Retinal degenerations, which lead to irreversible decline in visual function, are still no effective recovery treatments. Currently, retinal progenitor cell (RPC) transplantation therapy is expected to provide a new approach to treat these diseases; however, the limited proliferation capacity and differentiation potential toward specific retinal neurons of RPCs hinder their potential clinical applications. microRNAs have been reported to serve as important regulators in the cell fate determination of stem/progenitor cells. In this study, our data demonstrated that miR-762 inhibited NPDC1 expression to positively regulate RPC proliferation and suppress RPC neuronal differentiation. Furthermore, the knockdown of miR-762 upregulated NPDC1 expression in RPCs, leading to the inhibition of RPC proliferation and the increase in neuronal differentiation. Moreover, NPDC1 could rescue anti-miR-762-induced RPC proliferation deficiency and the inhibitory effect of miR-762 on RPC differentiation. In conclusion, our study demonstrated that miR-762 plays a crucial role in regulating RPC proliferation and differentiation by directly targeting NPDC1, which is firstly reported that microRNAs positively regulate RPC proliferation and negatively regulate RPC differentiation, which provides a comprehensive understanding of the molecular mechanisms that dominate RPC proliferation and differentiation in vitro.

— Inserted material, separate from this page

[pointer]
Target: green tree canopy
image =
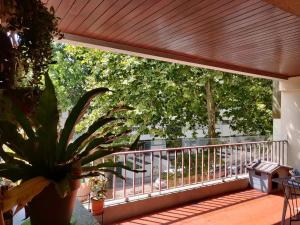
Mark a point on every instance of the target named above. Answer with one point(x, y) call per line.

导致视觉功能不可逆下降的视网膜变性仍然没有有效的恢复治疗方法。目前，视网膜祖细胞（RPC）移植疗法有望提供治疗这些疾病的新方法；然而，RPCs 对特定视网膜神经元的有限增殖能力和分化潜力阻碍了其潜在的临床应用。据报道，microRNA 在干细胞/祖细胞的细胞命运决定中充当重要的调节因子。在这项研究中，我们的数据表明 miR-762 抑制 NPDC1 表达以正调节 RPC 增殖并抑制 RPC 神经元分化。此外，敲除 miR-762 上调 RPC 中 NPDC1 的表达，导致 RPC 增殖受到抑制和神经元分化增加。此外，NPDC1 可以挽救抗 miR-762 诱导的 RPC 增殖缺陷和 miR-762 对 RPC 分化的抑制作用。总之，我们的研究表明，miR-762 通过直接靶向 NPDC1 在调节 RPC 增殖和分化中起关键作用，这是首次报道 microRNA 正调节 RPC 增殖和负调节 RPC 分化，这提供了对分子机制的全面理解在体外控制RPC增殖和分化。